- 2020年3月13日
- [国際事務局発表ニュース]
- 国・地域:イラン
- トピック:
(C) Amnesty International
昨年11月15日に始まった抗議デモでの武力鎮圧で、多数の死傷者を出したことはすでに明らかになっているが、その中に少なくとも子ども23人が含まれ、そのうち22人が銃弾に倒れていたことが、アムネスティの調べでわかった。
アムネスティは、動画や写真、死亡証明書、亡くなった子どもの親族や目撃者の証言、活動家らから得た情報を精査し、集計した。その結果、12才から17才の男子22人、10才前後の女子1人が、武力鎮圧の犠牲になっていたことが明らかになった。
全土に拡大したデモへの対応では、治安当局が殺傷武器を違法に使用したが、犠牲者に子どももいたとわかったことで、当局の残虐ぶりがあらためて浮き彫りになった。
死亡時の記録文書によると、死亡した子ども23人のうち、10人は頭部や胸部に被弾、大量の出血、頭部や心臓などの損傷などが致命傷になった。頭部への殴打、あるいは至近距離から放たれた金属球の被弾が、致命傷になった子どももいた。いずれの場合も、当局に殺害の意思があったことをうかがえた。
アムネスティが確認した23人の死が、13もの都市で発生していたことは、血の弾圧が広く組織的に行われていたことを示す。また、子どもたちの死亡日が、昨年11月16日と17日の2日間に集中しており、短期間でデモを封じ込めようとする当局が、手段を選ばなかったことを物語る。
イランは、公正で実効性ある捜査を拒否しており、国連人権理事会は、子ども23人を含む殺害の捜査を強制的に行う必要がある。

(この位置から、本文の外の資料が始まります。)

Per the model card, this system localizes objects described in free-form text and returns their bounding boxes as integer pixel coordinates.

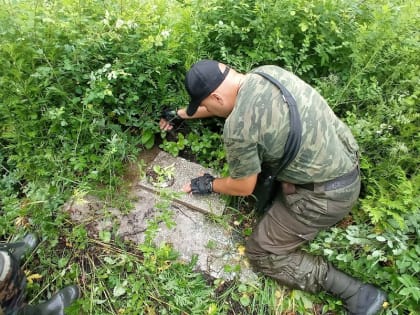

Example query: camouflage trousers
[246,169,360,293]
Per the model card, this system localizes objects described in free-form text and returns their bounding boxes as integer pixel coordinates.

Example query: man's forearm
[177,106,213,119]
[213,174,257,196]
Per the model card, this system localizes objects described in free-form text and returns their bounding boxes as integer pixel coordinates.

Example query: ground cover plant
[0,0,420,314]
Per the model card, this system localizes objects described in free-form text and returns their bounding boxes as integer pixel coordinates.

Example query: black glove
[160,107,182,126]
[191,173,214,195]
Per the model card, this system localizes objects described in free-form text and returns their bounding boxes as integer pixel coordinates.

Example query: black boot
[17,285,80,315]
[0,233,38,263]
[323,265,387,315]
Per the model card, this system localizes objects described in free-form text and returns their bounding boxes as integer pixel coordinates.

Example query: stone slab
[64,188,258,283]
[138,151,226,216]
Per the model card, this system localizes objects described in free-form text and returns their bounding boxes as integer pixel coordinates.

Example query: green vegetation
[0,0,420,314]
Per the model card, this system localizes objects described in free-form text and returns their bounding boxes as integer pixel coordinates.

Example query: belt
[296,165,359,191]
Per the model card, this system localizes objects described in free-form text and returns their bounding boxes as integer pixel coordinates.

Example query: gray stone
[64,152,257,282]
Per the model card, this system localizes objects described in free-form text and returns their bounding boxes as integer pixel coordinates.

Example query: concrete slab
[139,151,226,216]
[64,189,258,283]
[63,150,258,282]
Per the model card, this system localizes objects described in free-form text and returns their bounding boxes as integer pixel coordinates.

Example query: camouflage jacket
[223,66,358,184]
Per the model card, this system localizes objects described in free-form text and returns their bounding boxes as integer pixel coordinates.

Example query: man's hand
[189,173,214,195]
[159,107,181,131]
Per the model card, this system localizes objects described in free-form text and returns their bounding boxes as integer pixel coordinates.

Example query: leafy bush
[0,0,420,314]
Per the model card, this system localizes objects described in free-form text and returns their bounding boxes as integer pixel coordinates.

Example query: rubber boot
[17,285,80,315]
[0,250,26,315]
[0,233,38,263]
[323,265,387,315]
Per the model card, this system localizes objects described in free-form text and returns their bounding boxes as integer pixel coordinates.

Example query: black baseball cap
[185,60,230,116]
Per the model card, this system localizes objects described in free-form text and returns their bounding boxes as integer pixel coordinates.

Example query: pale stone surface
[64,152,257,282]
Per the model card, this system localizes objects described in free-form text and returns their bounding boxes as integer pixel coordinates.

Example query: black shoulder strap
[254,72,302,175]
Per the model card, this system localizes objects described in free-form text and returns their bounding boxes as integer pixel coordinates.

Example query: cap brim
[187,101,201,116]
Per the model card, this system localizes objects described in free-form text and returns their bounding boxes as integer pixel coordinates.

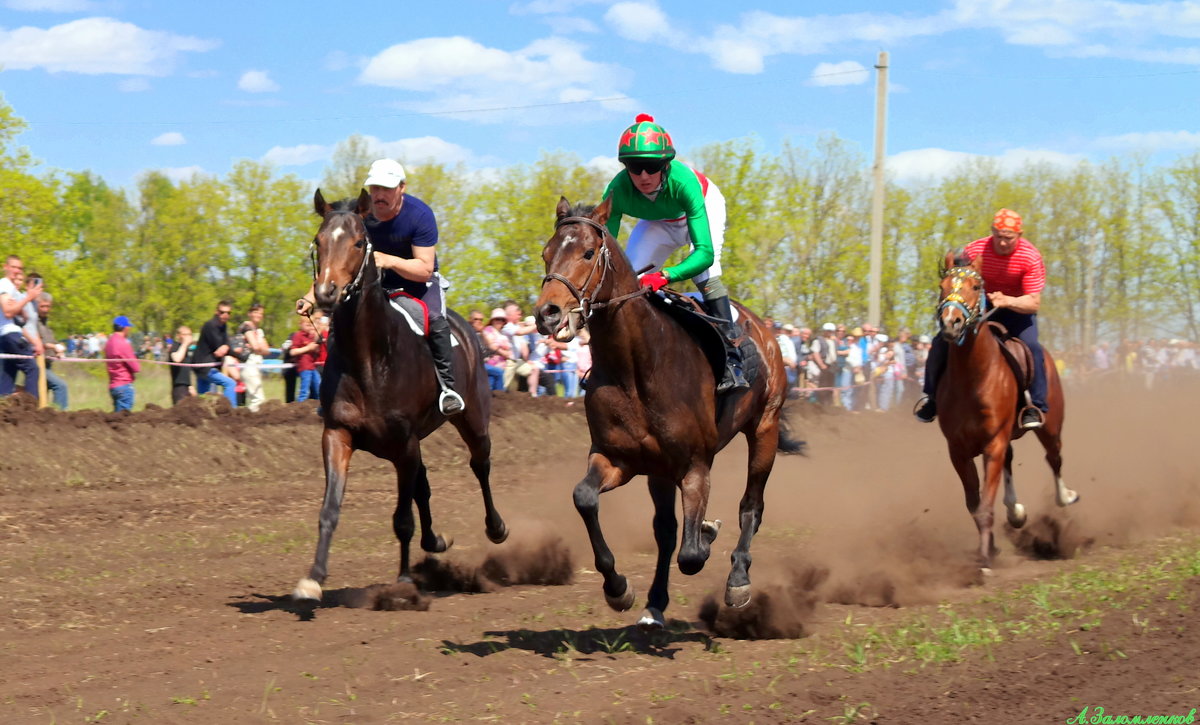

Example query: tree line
[0,100,1200,348]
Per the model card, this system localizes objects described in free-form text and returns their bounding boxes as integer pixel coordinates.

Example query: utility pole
[866,50,888,328]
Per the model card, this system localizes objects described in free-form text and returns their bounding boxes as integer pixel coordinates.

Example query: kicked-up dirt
[0,379,1200,723]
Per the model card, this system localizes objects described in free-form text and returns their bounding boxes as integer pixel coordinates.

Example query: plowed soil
[0,382,1200,723]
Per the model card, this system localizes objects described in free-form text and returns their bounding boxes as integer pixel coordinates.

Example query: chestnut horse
[293,190,508,600]
[936,252,1079,575]
[535,198,802,629]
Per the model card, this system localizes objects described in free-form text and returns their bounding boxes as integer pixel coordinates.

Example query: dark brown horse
[936,252,1079,574]
[535,199,800,629]
[293,190,508,600]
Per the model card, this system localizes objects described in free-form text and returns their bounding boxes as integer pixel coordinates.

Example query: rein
[541,216,649,322]
[936,266,998,344]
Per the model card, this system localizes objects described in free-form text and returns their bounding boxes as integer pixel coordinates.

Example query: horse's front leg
[391,442,428,581]
[413,463,454,553]
[292,429,354,601]
[1004,443,1026,528]
[574,453,634,612]
[974,441,1009,575]
[679,463,713,576]
[637,475,679,630]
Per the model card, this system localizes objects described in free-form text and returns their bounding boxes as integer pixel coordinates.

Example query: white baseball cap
[362,158,404,188]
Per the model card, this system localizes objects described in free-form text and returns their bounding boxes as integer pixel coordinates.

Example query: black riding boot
[704,296,750,393]
[430,317,466,415]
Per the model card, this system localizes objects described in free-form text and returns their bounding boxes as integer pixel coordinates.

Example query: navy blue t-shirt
[366,194,438,298]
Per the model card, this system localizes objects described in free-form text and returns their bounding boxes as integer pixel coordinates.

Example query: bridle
[541,216,649,323]
[936,266,995,344]
[308,211,372,304]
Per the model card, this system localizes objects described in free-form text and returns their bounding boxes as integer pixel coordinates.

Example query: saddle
[648,288,762,384]
[986,320,1033,411]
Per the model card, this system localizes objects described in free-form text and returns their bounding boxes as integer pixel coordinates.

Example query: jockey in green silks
[604,114,750,393]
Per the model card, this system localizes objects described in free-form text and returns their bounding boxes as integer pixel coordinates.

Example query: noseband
[541,216,649,322]
[937,266,991,344]
[308,211,373,304]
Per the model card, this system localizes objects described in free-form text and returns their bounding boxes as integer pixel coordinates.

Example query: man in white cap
[298,158,464,415]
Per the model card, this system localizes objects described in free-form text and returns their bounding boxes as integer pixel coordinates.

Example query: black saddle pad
[649,289,761,391]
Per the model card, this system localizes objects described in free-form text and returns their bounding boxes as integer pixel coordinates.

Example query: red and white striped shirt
[966,236,1046,296]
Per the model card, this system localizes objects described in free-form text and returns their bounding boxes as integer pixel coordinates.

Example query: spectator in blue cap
[104,314,142,413]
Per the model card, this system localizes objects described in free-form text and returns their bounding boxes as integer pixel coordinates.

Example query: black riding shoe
[428,317,467,417]
[912,395,937,423]
[1021,406,1045,431]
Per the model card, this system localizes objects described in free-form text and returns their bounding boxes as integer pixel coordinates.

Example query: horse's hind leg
[413,463,454,553]
[725,420,779,606]
[572,453,634,612]
[292,429,354,601]
[1037,426,1079,507]
[1004,443,1026,528]
[637,477,679,629]
[451,408,509,544]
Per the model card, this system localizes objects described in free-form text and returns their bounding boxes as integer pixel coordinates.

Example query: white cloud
[116,77,150,94]
[1096,131,1200,151]
[263,136,474,166]
[0,18,217,76]
[604,2,672,43]
[4,0,96,12]
[359,36,631,124]
[150,131,187,146]
[263,144,334,166]
[809,60,870,85]
[886,149,1086,182]
[238,71,280,94]
[157,166,211,184]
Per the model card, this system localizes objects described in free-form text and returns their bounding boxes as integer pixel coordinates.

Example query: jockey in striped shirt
[913,209,1048,429]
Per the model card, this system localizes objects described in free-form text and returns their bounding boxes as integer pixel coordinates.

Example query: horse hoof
[725,585,750,609]
[292,576,320,601]
[604,585,634,612]
[637,606,667,633]
[487,522,509,544]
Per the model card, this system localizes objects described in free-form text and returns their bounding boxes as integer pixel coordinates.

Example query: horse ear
[592,197,612,227]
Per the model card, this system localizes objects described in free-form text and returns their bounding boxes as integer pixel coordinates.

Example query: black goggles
[624,158,667,176]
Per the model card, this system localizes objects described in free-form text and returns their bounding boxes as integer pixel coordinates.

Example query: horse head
[312,188,371,311]
[937,250,988,342]
[534,197,637,342]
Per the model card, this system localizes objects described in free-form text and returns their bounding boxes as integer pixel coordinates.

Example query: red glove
[638,272,671,292]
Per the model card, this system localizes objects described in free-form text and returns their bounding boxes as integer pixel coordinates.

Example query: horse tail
[778,413,808,456]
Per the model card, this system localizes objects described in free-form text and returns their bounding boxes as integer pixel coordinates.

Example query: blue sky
[0,0,1200,192]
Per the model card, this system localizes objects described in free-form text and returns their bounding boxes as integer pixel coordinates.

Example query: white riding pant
[625,181,725,284]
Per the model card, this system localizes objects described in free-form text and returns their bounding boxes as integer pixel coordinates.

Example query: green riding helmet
[617,113,674,161]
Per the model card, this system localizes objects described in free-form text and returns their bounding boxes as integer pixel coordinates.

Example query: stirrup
[438,388,467,415]
[912,395,937,423]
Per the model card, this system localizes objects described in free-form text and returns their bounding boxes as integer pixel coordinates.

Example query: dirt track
[0,385,1200,723]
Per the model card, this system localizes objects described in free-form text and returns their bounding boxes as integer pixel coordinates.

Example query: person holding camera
[196,300,238,408]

アムネスティは2月25日、イランのアブドッレザー・ラフマーニー・ファズリー内務大臣に名前、年齢、死亡場所を記載した23人のリストを送付し、コメントを求めたが、3月3日現在、回答を得ていない。
徹底した隠ぺいと嫌がらせ
これまでも、デモ抗議の犠牲者家族が、亡くなった家族のことを外で話題にしないよう圧力を受けていることが大きな問題になっていたが、今回も繰り返された。

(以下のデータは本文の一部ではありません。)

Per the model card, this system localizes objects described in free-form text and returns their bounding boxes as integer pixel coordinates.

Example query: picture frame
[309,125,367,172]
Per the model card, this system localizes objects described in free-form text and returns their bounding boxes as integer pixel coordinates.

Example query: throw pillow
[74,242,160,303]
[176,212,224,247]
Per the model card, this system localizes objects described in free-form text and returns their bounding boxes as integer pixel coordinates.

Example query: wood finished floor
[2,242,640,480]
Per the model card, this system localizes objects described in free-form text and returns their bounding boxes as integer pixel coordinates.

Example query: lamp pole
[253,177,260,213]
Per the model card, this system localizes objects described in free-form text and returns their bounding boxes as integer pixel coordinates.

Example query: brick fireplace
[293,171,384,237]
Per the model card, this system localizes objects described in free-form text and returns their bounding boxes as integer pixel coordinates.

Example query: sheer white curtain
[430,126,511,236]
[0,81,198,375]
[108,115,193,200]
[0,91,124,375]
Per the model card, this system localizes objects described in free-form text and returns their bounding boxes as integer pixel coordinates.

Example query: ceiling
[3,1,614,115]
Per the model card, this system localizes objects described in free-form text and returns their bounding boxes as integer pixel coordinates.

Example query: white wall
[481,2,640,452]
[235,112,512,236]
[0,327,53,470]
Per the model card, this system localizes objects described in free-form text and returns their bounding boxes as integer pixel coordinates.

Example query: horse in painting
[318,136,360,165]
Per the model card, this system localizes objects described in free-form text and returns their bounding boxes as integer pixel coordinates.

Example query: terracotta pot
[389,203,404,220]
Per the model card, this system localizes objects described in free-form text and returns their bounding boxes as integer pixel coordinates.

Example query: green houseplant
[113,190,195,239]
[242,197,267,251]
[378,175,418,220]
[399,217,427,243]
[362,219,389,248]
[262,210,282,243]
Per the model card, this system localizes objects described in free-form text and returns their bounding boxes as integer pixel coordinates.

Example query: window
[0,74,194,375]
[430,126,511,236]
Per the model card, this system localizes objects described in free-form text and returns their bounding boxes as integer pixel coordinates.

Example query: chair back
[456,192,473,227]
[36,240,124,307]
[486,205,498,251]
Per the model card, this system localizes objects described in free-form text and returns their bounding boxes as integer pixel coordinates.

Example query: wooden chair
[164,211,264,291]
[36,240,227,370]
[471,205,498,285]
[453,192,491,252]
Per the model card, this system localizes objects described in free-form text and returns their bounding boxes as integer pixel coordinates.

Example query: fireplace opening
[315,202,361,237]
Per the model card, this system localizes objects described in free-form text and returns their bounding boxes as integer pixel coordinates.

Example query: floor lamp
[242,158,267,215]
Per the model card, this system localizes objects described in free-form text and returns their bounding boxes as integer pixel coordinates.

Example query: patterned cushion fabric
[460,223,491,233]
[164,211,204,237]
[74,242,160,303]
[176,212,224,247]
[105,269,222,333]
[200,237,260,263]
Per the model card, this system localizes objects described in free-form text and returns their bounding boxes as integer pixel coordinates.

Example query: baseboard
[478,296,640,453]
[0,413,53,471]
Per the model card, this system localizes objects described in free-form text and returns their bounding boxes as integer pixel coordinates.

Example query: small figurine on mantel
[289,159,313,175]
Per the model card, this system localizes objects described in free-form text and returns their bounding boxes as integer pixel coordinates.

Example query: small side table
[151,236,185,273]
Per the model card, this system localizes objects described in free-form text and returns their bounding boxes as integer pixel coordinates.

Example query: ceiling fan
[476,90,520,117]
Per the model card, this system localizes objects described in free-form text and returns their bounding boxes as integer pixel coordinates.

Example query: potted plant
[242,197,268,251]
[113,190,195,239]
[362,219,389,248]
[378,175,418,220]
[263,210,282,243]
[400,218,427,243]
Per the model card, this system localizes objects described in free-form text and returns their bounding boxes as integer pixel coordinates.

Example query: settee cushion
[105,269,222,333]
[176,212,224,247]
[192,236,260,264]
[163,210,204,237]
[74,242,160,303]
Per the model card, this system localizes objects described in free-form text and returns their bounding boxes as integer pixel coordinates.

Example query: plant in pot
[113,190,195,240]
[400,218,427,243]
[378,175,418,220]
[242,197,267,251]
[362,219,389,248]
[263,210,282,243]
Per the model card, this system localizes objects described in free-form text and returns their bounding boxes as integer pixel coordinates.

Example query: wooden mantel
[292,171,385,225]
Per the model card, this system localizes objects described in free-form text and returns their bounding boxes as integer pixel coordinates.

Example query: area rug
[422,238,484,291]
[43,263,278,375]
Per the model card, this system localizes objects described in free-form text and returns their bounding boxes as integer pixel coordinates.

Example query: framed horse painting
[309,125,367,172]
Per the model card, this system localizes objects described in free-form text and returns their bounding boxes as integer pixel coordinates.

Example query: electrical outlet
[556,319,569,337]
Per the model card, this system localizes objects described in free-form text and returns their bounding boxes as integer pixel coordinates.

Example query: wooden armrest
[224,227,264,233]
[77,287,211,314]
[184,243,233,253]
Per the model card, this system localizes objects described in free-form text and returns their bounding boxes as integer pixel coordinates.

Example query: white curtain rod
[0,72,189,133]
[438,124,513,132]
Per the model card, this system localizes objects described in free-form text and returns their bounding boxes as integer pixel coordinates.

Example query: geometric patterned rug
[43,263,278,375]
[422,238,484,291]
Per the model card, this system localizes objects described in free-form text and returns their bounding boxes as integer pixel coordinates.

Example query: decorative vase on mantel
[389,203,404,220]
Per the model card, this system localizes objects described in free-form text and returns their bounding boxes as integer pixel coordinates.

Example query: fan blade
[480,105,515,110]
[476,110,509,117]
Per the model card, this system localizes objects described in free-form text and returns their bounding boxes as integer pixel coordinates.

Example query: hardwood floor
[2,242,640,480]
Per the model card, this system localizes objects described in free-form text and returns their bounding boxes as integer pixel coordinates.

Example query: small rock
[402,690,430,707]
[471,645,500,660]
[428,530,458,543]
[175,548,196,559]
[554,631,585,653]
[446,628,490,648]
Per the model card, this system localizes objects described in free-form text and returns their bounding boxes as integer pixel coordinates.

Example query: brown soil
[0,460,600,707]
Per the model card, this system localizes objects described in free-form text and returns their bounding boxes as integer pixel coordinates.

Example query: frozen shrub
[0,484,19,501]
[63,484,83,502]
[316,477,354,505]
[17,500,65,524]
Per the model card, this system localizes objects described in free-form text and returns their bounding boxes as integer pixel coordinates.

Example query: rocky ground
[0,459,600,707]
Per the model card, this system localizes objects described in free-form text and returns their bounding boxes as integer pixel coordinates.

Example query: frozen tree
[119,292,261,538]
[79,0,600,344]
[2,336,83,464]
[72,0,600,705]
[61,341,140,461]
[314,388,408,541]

家族らは、愛する子どもを失って悲嘆にくれる中、その思いを踏みにじるかのようなさまざまな嫌がらせを受けていた。
多くの家族が、メディアに話さないことや、遺体の受け取りと引き換えに、葬儀は当局の指示に従うことなどを当局に約束する文書に署名させられたという。さらに、当局の係員が、葬儀に出席し、その様子を監視する徹底ぶりだった。

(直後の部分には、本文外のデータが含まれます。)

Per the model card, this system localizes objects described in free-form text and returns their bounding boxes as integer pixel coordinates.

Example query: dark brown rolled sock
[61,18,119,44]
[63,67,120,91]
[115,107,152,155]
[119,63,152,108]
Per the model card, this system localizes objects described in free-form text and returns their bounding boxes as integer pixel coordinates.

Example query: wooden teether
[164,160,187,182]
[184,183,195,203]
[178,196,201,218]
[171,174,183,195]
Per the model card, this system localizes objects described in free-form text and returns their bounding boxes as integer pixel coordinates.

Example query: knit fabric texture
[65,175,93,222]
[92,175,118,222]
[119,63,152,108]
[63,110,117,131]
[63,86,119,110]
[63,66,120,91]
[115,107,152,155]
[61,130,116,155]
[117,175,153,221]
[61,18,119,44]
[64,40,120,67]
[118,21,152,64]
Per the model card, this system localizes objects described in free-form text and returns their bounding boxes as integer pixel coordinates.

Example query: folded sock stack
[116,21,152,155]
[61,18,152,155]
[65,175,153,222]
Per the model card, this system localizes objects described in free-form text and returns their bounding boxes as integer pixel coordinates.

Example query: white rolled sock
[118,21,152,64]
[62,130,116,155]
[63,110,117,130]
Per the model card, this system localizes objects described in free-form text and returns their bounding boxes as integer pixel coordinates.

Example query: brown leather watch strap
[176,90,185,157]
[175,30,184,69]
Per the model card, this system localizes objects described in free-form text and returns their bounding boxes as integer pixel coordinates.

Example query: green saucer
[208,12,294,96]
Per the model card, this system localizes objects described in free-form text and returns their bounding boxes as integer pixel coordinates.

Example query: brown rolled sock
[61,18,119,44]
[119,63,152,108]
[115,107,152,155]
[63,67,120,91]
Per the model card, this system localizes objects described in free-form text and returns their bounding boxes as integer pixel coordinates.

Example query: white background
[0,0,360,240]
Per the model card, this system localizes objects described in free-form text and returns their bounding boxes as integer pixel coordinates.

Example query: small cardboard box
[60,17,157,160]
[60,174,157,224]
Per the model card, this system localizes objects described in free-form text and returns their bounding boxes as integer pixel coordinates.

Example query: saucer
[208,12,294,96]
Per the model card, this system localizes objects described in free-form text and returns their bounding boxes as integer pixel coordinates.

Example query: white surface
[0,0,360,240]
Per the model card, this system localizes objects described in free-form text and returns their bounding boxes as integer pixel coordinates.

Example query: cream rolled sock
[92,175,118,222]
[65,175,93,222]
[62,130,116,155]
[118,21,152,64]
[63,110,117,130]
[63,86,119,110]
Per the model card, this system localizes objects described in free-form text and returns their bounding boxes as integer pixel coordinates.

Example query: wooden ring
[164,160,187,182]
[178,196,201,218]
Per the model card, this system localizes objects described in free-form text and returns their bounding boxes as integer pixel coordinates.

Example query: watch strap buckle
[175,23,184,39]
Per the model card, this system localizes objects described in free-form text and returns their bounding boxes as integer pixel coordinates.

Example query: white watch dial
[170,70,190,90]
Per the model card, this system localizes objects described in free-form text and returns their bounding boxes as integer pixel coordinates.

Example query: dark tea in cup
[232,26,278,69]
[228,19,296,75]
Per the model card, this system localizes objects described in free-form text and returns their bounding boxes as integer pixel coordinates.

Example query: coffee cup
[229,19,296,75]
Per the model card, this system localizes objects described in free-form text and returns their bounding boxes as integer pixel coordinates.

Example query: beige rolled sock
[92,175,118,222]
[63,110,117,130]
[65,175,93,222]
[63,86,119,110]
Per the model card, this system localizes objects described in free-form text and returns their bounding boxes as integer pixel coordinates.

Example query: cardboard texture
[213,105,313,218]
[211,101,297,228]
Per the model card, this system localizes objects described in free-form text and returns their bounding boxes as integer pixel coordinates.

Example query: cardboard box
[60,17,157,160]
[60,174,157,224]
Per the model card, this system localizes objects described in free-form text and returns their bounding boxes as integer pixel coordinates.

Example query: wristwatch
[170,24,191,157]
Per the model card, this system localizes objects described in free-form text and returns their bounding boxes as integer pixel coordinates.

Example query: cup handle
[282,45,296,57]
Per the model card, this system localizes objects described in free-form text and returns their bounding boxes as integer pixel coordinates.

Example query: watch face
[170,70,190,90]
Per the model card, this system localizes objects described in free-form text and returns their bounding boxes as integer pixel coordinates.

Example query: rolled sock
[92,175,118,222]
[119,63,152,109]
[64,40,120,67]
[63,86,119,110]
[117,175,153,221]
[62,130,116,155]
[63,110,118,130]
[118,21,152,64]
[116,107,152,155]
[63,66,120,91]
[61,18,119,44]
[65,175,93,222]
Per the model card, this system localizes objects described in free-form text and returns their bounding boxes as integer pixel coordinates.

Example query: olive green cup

家族は、当局の監視の下での手早い埋葬を強いられたという。遺族側が解剖措置を取ることを恐れたのである。
ほとんどの家族は、我が子がどういう状況でどんな傷を負ったのか、何が致命傷になったのか、何も知らされなかった。
遺体が家族に引き渡されるのは、湯灌も着替えも終わった後の埋葬の直前という家族も何件かあった。それらの家族は、当局員が立ち会う中で、遺体を包む白布をめくることも許されず、怪我の状況を見ることさえもできなかった。
また、銃撃など当局の違法性を示す証拠の発覚を恐れたのか、数家族は、携帯電話など子どもの所持品を返還してもらえなかったという。
いずれも、当局による露骨な介入と情報操作により、遺族の人たちは、愛する我が子の突然の死の真相を知ることもできず、満足な埋葬もできない事態に置かれている。
子どもたちの死をめぐる真実を遺族や社会から隠ぺいするために、当局がいかに腐心してきたかがうかがえる。
背景情報
昨年11月15日、イランでガソリン価格の突然の値上げに抗議するデモが発生した。当局が殺傷武器を使った鎮圧に乗り出し、18日までの4日間で、少なくとも死者304人、負傷者数千人、逮捕者数千人を出した。